President Obama does not take budget issues seriously. He deals with the deficit only if he’s got no other choice. There are a million topics he’d rather talk about (I bet he’d prefer to discuss his experiences with pot in college rather than the deficit). Because of the Republican wave in the past election, and because of the “awakening” that we’ve had among the general population with regards to the national debt issue, he’s had no choice. For the past three years, Republicans have done little else than whine and complain about the US turning into a socialist banana republic. But the fact is that, looking back, we’ve been quite a good opposition. We’ve made progress, more than anyone could ever have imagined when Obama was elected. I don’t think we could have asked for more.
What I’m trying to say is: Let’s not screw this up! Obama is a failed president, and unless we push too hard and overreach our mandate (that we’ll get once elected in 2012), we can easily put the democrats out of power for the next 8-12 years.
We’re not going to balance the budget in 2013. Not in 2014 either. If we promise to do such a thing, or ever so slightly imply that we’re going to do such a thing, then the democrats will have perfect attack ad material once the 2014 midterm elections roll around. Of course, they won’t have any solutions – but since when are solutions necessary to win elections?
And now, before anyone asks: At the rate we’re going right now, the budget will never be balanced. The debt ceiling deal and the agreement that was made then, while better than what I would have expected, was not enough. It still adds about 7 trillion dollars in debt over the next 10 years. As if it wasn’t enough, most of the cuts are postponed to the future. Instead, since it’s easier to find areas of waste today than it will (hopefully) be in a couple of years time, it would make more sense to get serious today and eliminate obviously unnecessary programs and subsidies.

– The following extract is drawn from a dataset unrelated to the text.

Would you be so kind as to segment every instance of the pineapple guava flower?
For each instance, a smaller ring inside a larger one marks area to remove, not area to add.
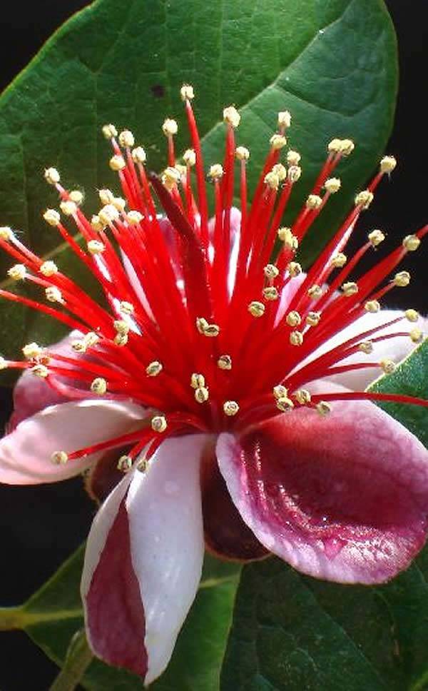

Yet, as responsible conservatives, we shouldn’t fall for the feel-good, extreme fiscal crash diets that are promoted by the likes of Gary Johnson. We’re not trying to fit into a wedding dress or a tuxido – we’re trying to run a country. We’re not trying to get ready for the beach – we’re trying to steer a country onto a sustainable path. We have to be the adults in the room, because if we’re not, there won’t be any adults in the room.